What’s more, he flooded his pubs with pro-Brexit information on beermats and in the Wetherspoons News magazine. It might be noted, however, that unlike Johnson and Farage, Martin does not have a racist perspective on immigration. After all, he needs people to work in his 800 pubs!
There is nothing to suggest that most drinkers in Wetherspoons paid any attention to Martin’s Brexit views and indeed such interventions have a long history in British brewing and pubs. The brewers who also historically owned most pubs were known as the Beerage because of their links to the Tory Party. Before the rise of Labour, which was equivocal on drink, the Tories’ main opponents were the Liberals, who were temperance supporters.
Even when I first started drinking beer in the 1970s it was obvious that entering most pubs and drinking a pint of beer would mean a few of your pennies heading towards the Tory Party.
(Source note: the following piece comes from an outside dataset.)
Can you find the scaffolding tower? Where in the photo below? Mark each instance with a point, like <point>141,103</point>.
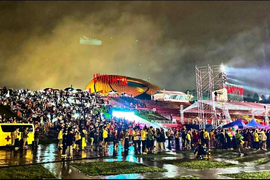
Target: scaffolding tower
<point>208,78</point>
This did not make me – or I suspect most others – decide to vote Tory, in fact quite the reverse.
This is an important point because perhaps uniquely amongst pub and brewery owners, Martin is the focus of opprobrium. Some of this is entirely justified. In an industry that is weak on union organisation, Wetherspoons does not recognise a union.
Part of the criticism of Martin however is because of his pro-Brexit views, usually from hardline supporters of a neoliberal EU. Indeed, there is an app called Never Spoons which allows users to find an alternative to Wetherspoons in their local area.
This assumes that other pubs and pub chains are better than Wetherspoons when it comes to political outlook and staff conditions. There are individual bars that do an excellent job, but the pub chains owned by global brewers such as Carlsberg, Marstons and Heineken are not noted for their progressive views and politics.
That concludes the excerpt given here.